4 – Do the exact same thing for Function Discovery Resource Publication. It’s right below the first one.
5 – Click OK and close the window.
Open your network folder and try searching again. This alone fixes it for a lot of people.
Fix 2 – Let Windows Index Network Drives
Still empty? Then Windows is refusing to index the network location at all. There’s a registry switch that turns that on. It’s off by default.
1 – Press Windows + R, type regedit, and press Enter.
2 – Paste this path into the address bar at the top and press Enter:
HKEY_LOCAL_MACHINE\SOFTWARE\Microsoft\Windows Search\Gathering Manager
3 – Once you are there, right-click Gathering Manager in the left pane and choose Permissions.
4 – Click Advanced. Next to Owner at the top, click Change, type Administrators.Then, click OK.
Tick Replace owner on subcontainers and objects, then grant Full Control.
5 – Back in the right pane, right-click an empty spot and choose New > DWORD (32-bit) Value.
6 – Name it AllowNetworkDriveIndexing and set its value to 1.
7 – Restart the Windows Search service in services.msc — or just reboot.
This is the direct fix for network search coming up blank. It’s fiddly, but it sticks.
Fix 3 – Add the Server to Your Trusted Zone
You have to manually add the server under the Trusted Zone in local intranet zone.
1 – Hit the Windows + R. Next, write down inetcpl.cpl in the box. Finally, press Enter.
2 – Go to the Security tab.
3 – Click Local Intranet, then the Sites button.
4 – Click Advanced.
5 – In the box, type the server’s network path — like \\ServerName — and click Add.
6 – Close everything with OK.
Now Windows treats that machine as trusted, and search is allowed to reach into it.
Fix 4 – Loosen the Strict SMB Handshake
Talking to an older server or NAS? The new security handshake might be the blocker. You can relax one setting so the connection goes through. SMB is just the protocol Windows uses to share files.
1 – Open regedit again, like in Fix 2.
2 – Go to this path:
HKLM\SYSTEM\CurrentControlSet\Services\LanmanWorkstation\Parameters
3 – Right-click in the right pane, choose New > DWORD (32-bit) Value.

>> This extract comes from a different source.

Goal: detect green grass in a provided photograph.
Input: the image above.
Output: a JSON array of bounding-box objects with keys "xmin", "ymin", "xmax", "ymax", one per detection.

4 – Name it RequireSecureNegotiate and set it to 0.
5 – Restart your PC.
One caution — this lowers a security check, so only use it on a network you trust, like your home or office LAN.
Fix 5 – Check the Sharing Settings on the Host
NOTE – This trick is applied on on the host machine i.e., that owns the shared folder.
1 – On that PC, right-click the shared folder, open Properties.
2 – Go to the Sharing tab, click Advanced Sharing and then proceed to Caching.
3 – Make sure Only the files and programs that users specify are available offline is picked.
A wrong caching mode here can starve search on the other end.
How to Prevent This
– After any Windows update, quickly check that the two Function Discovery services are still running. Updates knock them out more than they should.
– Keep the AllowNetworkDriveIndexing tweak from Fix 2 in place. It survives most updates and keeps network search alive.
– Map your most-used shares as drive letters. Mapped drives behave better with search than raw network paths.
– If a specific update — like KB5079473 — breaks things right after installing, note the number. You can pause or uninstall that one while keeping the rest.
People Also Ask
What if my search is broken after a Windows Update?
For broken network search, restart the Function Discovery services in services.msc. You can uninstall the suspected update from the Windows Update page.
Is KB5079473 causing problems?
Some Windows updates, including certain 2026 packages, have broken network discovery and search on shared folders. You can opt out of the update and remove it from the Windows Update panel from Settings.